The Sober Husband's new company held its Christmas party last night, and we dragged ourselves there. I felt like staying in, as it was very cold out and we have four very cute foster kittens and two reasonably cute children in the home. "There'll be free alcohol," said the Sober Husband winningly. "I can drink at home," I said loftily. But guilt over my relative loseriness as a spouse caused me to wriggle into a glamorous outfit, exhibiting lots of lace-lined cleavage, and strap on glamorous shoes.
Next there was a bit of conflict over transit. I started calling for a car, but the Sober Husband looked at me as though I were an idiot. "You do know where this is, right? Walking distance from the train?"
I pointed out my footwear and the fact that we were having a cold snap. "You want me to go out in that cold and walk down a cliff in heels?"
Winning that little disagreement, I summoned a Lyft. However, I then noticed my cellphone thought my location was downtown. I called the driver and told him our true location. He called me back and pressured me into canceling. "I don't want to cancel because it's a five dollar fee, and I don't feel I should have to pay that," I whined, but the driver had no intention of coming out to get us, and I finally caved.
I regretted that when I then tried to call a new Lyft and learned that no drivers were available. I started taking off my shoes and determined to stay home. The Sober Husband balked. "I thought we were going out; I thought we had a date."

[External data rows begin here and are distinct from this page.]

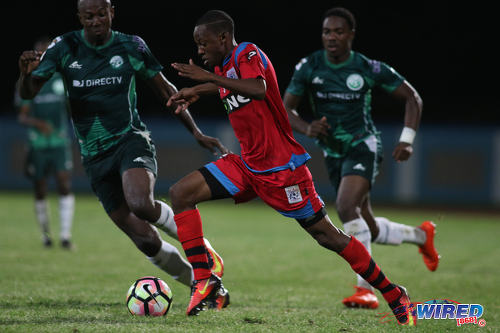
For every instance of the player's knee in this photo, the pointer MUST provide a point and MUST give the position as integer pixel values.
(143, 208)
(179, 198)
(148, 244)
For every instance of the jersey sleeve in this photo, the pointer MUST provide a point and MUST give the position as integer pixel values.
(143, 61)
(251, 62)
(298, 83)
(50, 59)
(385, 76)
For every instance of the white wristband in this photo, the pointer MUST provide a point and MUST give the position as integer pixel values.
(408, 135)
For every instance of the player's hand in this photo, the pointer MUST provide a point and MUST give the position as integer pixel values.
(318, 128)
(212, 144)
(402, 152)
(29, 61)
(192, 71)
(182, 99)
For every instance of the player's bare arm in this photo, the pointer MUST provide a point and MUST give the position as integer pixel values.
(413, 113)
(251, 88)
(164, 89)
(314, 129)
(29, 85)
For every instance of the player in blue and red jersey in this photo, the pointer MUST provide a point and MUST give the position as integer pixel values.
(271, 165)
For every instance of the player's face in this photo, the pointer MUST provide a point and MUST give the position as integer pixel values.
(96, 17)
(210, 46)
(337, 37)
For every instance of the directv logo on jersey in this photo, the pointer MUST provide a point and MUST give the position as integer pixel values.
(104, 81)
(234, 102)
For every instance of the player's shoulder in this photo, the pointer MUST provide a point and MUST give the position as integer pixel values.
(133, 43)
(370, 65)
(311, 61)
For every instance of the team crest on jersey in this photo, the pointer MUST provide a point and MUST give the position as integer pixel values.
(232, 73)
(355, 82)
(116, 62)
(54, 42)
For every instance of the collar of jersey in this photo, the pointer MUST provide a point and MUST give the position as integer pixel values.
(342, 64)
(82, 34)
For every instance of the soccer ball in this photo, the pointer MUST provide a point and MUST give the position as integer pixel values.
(149, 296)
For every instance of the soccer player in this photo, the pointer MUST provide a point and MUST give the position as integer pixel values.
(49, 152)
(100, 66)
(272, 164)
(338, 82)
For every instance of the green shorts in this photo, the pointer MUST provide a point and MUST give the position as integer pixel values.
(42, 162)
(363, 159)
(105, 172)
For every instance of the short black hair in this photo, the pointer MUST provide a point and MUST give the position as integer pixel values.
(79, 2)
(217, 21)
(341, 12)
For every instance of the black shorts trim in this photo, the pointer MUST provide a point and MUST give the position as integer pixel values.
(217, 190)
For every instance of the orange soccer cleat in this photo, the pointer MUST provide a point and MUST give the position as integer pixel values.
(214, 260)
(203, 293)
(362, 298)
(428, 251)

Eventually we obtained an UberX car, one with a driver who had no idea how to reach our destination and no GPS. The Sober Husband suggested to the driver that he could just let us out roughly half a mile away, and I snorted. In the end the Sober Husband got directions on his iPhone and struggled to impart them to the driver.

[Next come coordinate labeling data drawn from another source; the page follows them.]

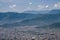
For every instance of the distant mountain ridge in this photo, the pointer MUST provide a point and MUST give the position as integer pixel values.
(12, 19)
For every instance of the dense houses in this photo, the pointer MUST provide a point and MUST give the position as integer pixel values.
(18, 34)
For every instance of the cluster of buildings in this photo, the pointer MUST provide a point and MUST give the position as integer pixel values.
(16, 34)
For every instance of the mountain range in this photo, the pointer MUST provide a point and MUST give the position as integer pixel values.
(29, 18)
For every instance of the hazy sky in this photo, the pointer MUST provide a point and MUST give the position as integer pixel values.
(23, 5)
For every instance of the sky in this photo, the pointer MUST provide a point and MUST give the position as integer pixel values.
(24, 5)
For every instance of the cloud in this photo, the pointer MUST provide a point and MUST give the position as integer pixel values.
(12, 6)
(57, 5)
(30, 3)
(46, 6)
(6, 0)
(40, 6)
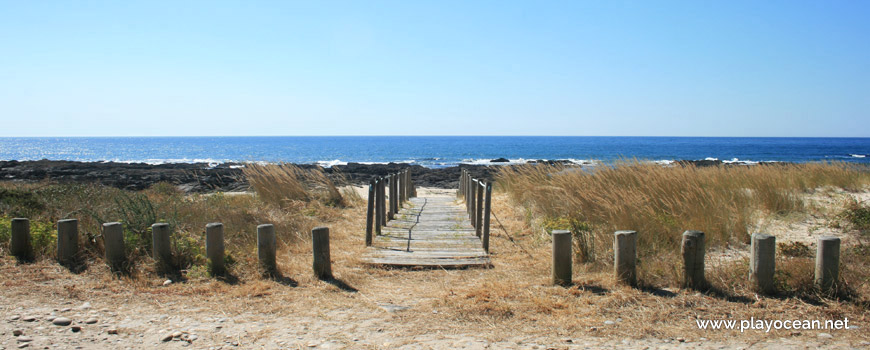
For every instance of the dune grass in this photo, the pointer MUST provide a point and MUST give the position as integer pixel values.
(660, 203)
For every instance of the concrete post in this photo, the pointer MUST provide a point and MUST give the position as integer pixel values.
(214, 248)
(113, 241)
(486, 212)
(625, 256)
(693, 260)
(20, 245)
(67, 241)
(370, 213)
(762, 263)
(267, 249)
(320, 247)
(827, 262)
(562, 257)
(161, 245)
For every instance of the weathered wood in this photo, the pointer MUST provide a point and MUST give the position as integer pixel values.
(20, 244)
(762, 263)
(562, 258)
(486, 213)
(370, 213)
(113, 242)
(322, 264)
(161, 245)
(827, 263)
(693, 260)
(267, 248)
(625, 256)
(214, 248)
(432, 232)
(67, 241)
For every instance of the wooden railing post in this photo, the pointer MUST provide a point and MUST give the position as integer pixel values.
(693, 260)
(625, 256)
(379, 205)
(762, 262)
(161, 247)
(827, 263)
(21, 245)
(322, 264)
(267, 248)
(562, 261)
(113, 242)
(214, 248)
(486, 211)
(478, 214)
(67, 241)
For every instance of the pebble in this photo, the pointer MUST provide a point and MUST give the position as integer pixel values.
(61, 321)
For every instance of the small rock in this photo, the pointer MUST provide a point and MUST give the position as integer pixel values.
(24, 339)
(61, 321)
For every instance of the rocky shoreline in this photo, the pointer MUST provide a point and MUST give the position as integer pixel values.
(227, 177)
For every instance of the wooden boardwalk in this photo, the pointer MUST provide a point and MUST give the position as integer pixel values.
(432, 231)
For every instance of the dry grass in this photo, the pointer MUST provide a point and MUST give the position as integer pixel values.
(662, 202)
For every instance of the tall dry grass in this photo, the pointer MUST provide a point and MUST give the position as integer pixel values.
(661, 202)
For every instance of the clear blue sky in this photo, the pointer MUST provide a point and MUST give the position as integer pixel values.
(688, 68)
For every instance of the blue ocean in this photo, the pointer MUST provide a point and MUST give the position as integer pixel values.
(432, 151)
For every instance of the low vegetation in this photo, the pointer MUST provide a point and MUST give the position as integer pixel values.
(660, 203)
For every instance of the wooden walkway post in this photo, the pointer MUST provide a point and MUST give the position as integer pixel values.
(562, 261)
(370, 212)
(478, 215)
(214, 248)
(160, 245)
(267, 249)
(320, 247)
(625, 256)
(486, 212)
(67, 241)
(827, 262)
(21, 245)
(113, 240)
(693, 260)
(762, 263)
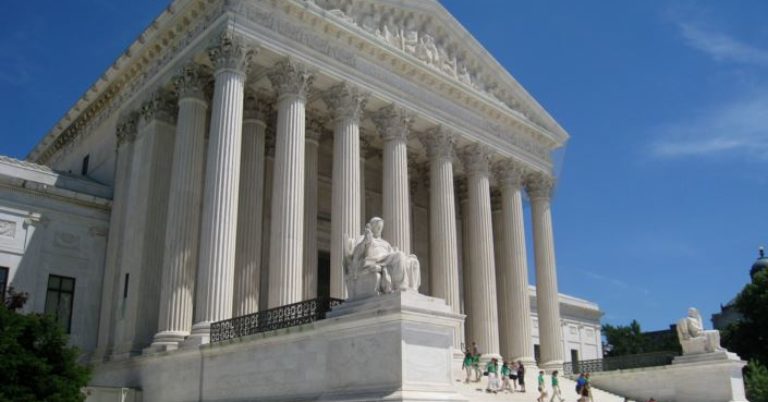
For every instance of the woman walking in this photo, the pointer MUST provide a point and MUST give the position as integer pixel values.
(521, 375)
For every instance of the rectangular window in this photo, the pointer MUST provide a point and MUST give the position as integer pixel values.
(84, 169)
(59, 299)
(3, 282)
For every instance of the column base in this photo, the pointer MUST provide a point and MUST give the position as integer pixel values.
(551, 366)
(200, 335)
(166, 341)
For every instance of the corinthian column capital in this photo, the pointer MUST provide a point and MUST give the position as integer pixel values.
(255, 107)
(510, 173)
(439, 142)
(315, 129)
(229, 52)
(127, 127)
(159, 106)
(345, 101)
(477, 159)
(289, 77)
(539, 185)
(393, 122)
(191, 81)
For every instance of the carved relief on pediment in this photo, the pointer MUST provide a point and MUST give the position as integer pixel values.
(422, 37)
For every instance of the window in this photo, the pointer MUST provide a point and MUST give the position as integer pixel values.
(84, 168)
(3, 282)
(59, 298)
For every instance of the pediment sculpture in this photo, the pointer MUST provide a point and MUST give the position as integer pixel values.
(373, 267)
(694, 338)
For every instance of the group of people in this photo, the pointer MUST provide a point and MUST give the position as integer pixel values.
(505, 378)
(510, 377)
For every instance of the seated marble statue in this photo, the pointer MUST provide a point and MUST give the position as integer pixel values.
(373, 267)
(693, 338)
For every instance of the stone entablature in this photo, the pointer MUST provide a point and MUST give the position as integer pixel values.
(311, 27)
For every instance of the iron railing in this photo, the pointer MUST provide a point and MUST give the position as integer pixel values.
(620, 362)
(281, 317)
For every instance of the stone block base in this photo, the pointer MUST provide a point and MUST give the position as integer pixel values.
(710, 377)
(390, 348)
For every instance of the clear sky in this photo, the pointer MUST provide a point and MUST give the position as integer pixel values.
(662, 187)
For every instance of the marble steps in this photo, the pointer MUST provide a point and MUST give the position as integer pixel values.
(475, 391)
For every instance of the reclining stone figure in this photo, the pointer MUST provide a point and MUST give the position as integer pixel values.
(373, 267)
(693, 338)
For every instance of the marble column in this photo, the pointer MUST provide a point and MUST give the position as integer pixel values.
(291, 82)
(216, 269)
(182, 228)
(346, 104)
(485, 320)
(250, 208)
(393, 124)
(126, 134)
(514, 302)
(147, 206)
(539, 187)
(314, 132)
(443, 250)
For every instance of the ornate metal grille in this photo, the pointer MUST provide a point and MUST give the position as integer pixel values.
(620, 362)
(286, 316)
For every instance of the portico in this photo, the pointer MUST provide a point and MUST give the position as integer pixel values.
(322, 80)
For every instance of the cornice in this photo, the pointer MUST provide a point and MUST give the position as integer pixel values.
(442, 45)
(344, 41)
(169, 33)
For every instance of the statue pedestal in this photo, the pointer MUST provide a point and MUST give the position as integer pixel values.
(709, 377)
(397, 347)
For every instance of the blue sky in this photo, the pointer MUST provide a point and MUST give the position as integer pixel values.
(662, 186)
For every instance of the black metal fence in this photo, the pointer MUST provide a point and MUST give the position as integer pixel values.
(620, 362)
(286, 316)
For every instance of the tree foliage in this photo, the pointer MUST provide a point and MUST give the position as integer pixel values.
(624, 339)
(629, 339)
(749, 336)
(36, 363)
(756, 381)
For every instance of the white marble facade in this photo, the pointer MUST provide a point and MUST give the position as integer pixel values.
(226, 121)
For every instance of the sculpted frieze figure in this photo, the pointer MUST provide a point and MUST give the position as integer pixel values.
(694, 338)
(373, 267)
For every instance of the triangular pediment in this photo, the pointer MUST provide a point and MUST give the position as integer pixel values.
(425, 30)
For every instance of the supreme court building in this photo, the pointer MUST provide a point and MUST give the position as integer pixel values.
(217, 167)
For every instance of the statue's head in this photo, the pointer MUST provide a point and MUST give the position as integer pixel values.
(377, 224)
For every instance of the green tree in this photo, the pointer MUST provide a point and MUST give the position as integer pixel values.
(624, 339)
(36, 363)
(749, 336)
(756, 381)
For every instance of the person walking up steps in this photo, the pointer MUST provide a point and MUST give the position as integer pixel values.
(506, 373)
(492, 370)
(556, 388)
(521, 375)
(542, 388)
(467, 365)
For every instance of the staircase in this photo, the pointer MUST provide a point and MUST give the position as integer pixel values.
(475, 391)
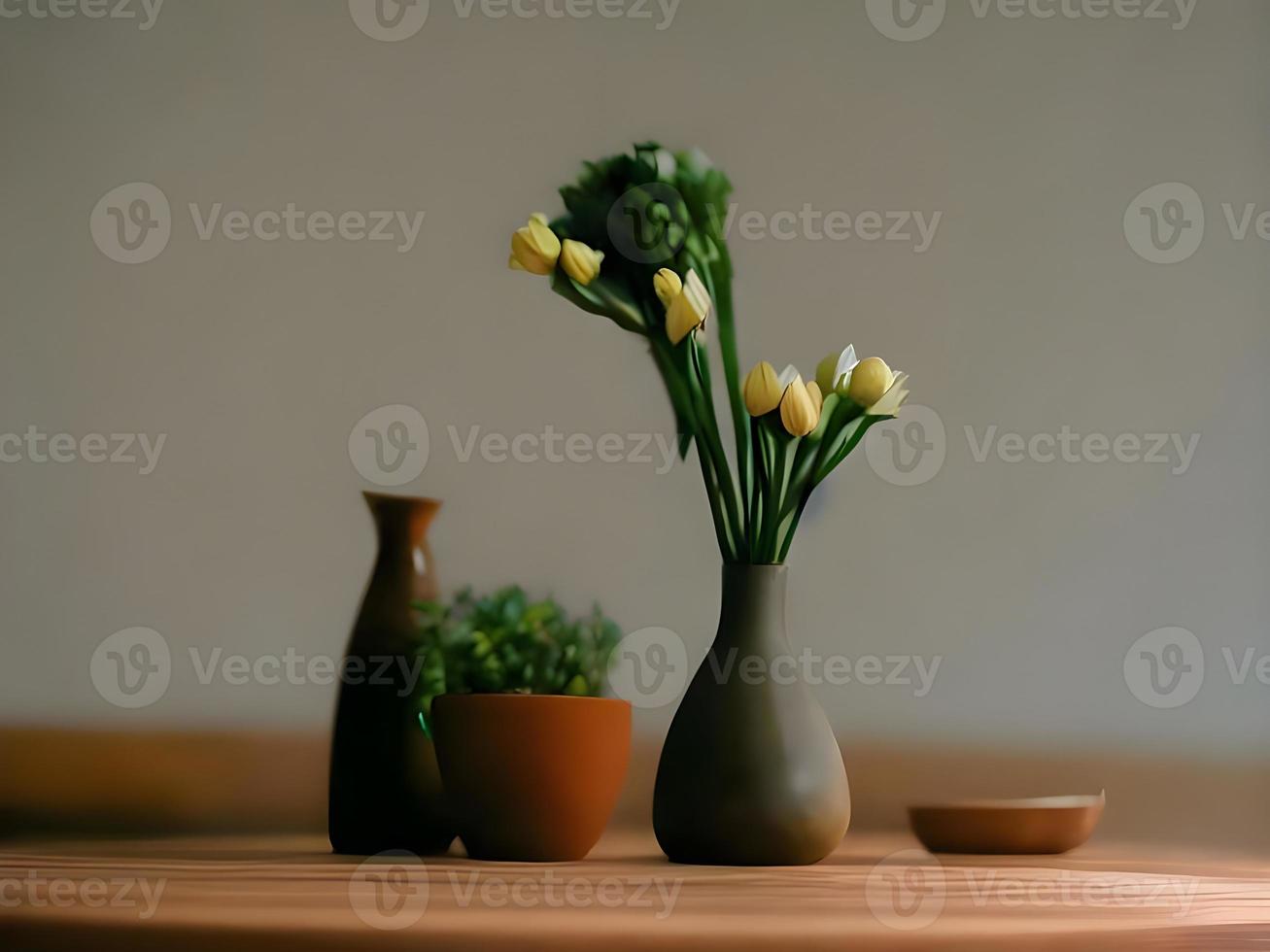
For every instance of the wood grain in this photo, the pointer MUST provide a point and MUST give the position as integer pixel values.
(290, 893)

At the large, cavernous party location, we saw a lot of lines. Lines for the coat checks. Lines for sushi. Lines for alcohol. It was cold. We forged on, not checking our coats, and found a bar with no line in a remote, outdoor zone. The drinks were small and mostly composed of ice. Then we discovered a candy bar, with limitless amounts of candy and convenient paper bags. We each filled a bag with candy with the intention of bringing it home to the children. The Sober Husband kept protesting that we couldn't take so much, but I pshawed. "You think they don't have more?"
We roamed about, running into only three people the Sober Husband knew. The place was gorgeously decorated but cold, so cold. I found a spot by a snaky duct which blew blistering hot air on my ankles, and I stood there a long time. After about an hour total, we left. A famous band was scheduled to play, but I wasn't interested. "Their music is whiny," I said. "I have nothing against them, but it's wasted on me."

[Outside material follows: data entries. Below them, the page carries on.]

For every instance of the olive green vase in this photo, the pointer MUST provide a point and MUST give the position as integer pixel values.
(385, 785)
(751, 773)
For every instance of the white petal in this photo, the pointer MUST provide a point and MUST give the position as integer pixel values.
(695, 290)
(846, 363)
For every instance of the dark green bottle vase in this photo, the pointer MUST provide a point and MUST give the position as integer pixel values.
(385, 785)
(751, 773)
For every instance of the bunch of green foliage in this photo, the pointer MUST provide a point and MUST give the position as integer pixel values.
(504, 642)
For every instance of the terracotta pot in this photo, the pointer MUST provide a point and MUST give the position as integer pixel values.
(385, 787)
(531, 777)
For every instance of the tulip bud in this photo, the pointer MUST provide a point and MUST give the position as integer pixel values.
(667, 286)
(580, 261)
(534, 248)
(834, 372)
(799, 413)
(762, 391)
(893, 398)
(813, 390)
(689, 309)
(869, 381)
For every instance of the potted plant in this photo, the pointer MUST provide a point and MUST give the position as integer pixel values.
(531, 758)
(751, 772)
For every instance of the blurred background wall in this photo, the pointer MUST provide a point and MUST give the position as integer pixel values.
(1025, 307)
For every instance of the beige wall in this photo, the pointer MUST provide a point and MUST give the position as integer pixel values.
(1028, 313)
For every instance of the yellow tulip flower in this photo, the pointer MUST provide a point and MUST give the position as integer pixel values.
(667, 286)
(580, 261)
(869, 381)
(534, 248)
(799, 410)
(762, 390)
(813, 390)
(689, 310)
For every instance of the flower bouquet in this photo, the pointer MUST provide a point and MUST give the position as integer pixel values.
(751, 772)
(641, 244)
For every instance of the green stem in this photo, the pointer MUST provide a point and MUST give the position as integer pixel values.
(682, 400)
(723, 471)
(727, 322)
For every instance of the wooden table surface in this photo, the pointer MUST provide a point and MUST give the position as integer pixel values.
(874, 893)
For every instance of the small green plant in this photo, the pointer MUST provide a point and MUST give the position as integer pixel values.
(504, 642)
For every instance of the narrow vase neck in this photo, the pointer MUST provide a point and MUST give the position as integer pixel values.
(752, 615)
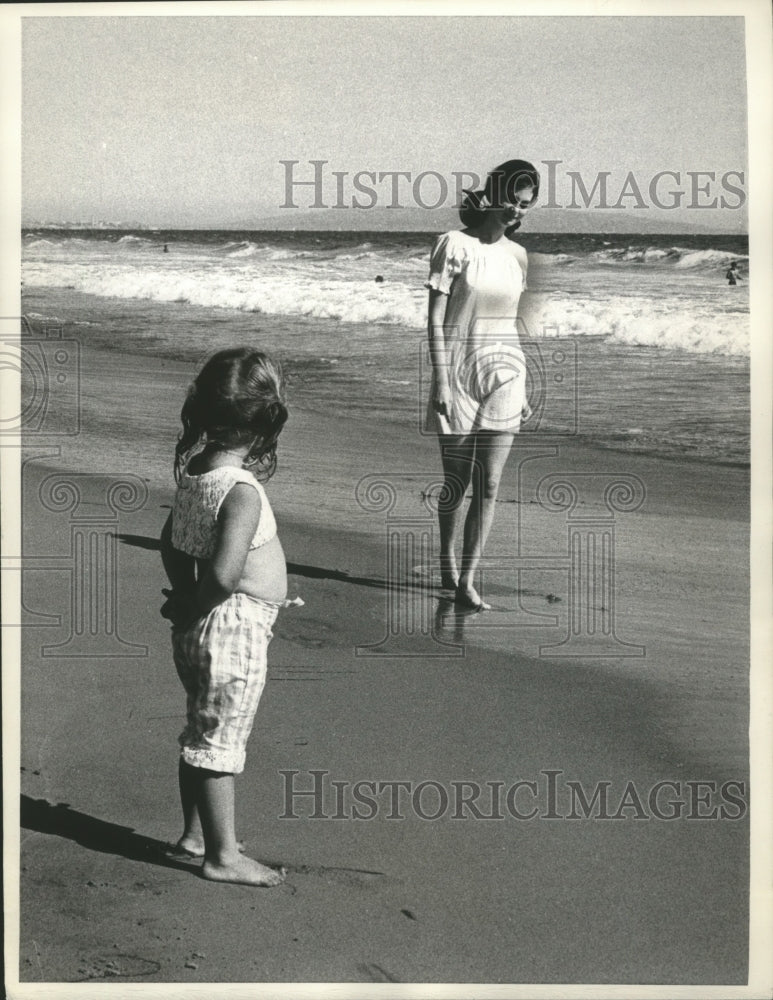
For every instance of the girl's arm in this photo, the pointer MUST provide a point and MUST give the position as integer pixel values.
(438, 303)
(180, 567)
(179, 607)
(237, 523)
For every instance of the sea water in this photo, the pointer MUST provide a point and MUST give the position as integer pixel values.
(636, 343)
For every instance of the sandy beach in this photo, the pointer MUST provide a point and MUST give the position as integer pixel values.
(641, 898)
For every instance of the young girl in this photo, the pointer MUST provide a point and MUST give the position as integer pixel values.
(227, 570)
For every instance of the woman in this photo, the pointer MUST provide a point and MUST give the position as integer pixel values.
(478, 394)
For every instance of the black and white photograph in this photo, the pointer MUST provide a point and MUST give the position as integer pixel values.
(386, 459)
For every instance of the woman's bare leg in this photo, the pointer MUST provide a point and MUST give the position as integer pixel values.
(457, 452)
(490, 456)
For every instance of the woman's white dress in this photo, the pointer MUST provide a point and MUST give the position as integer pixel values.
(486, 366)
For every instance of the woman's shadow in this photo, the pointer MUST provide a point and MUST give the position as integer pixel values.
(95, 834)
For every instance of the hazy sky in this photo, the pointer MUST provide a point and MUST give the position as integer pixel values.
(184, 120)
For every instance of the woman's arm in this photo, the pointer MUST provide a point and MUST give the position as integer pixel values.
(237, 523)
(438, 302)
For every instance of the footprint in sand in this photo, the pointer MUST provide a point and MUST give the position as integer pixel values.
(376, 974)
(355, 878)
(116, 966)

We went outside to summon a Lyft home and discovered one of the three people the Sober Husband had recognized, doing the same. "You're leaving already?" the Sober Husband asked. We bonded, and I explained to this coworker how to use app-based car services.
At home I summoned the young people. "Assemble! Assemble!" They ignored me. "I have candy!" This brought results. "Why, hello there," breathed the same Lola who had ignored me upon my arrival. We dumped out all the candy on the dining room table, and our offspring were in ecstasy. I took off my shoes and changed out of my sultry, tight clothes into a bathrobe, to the disappointment of the Sober Husband, who'd made a few admiring remarks about the view. He soon wandered off to become immersed in a coding project, and I opened my literary horror novel. Normalcy was restored.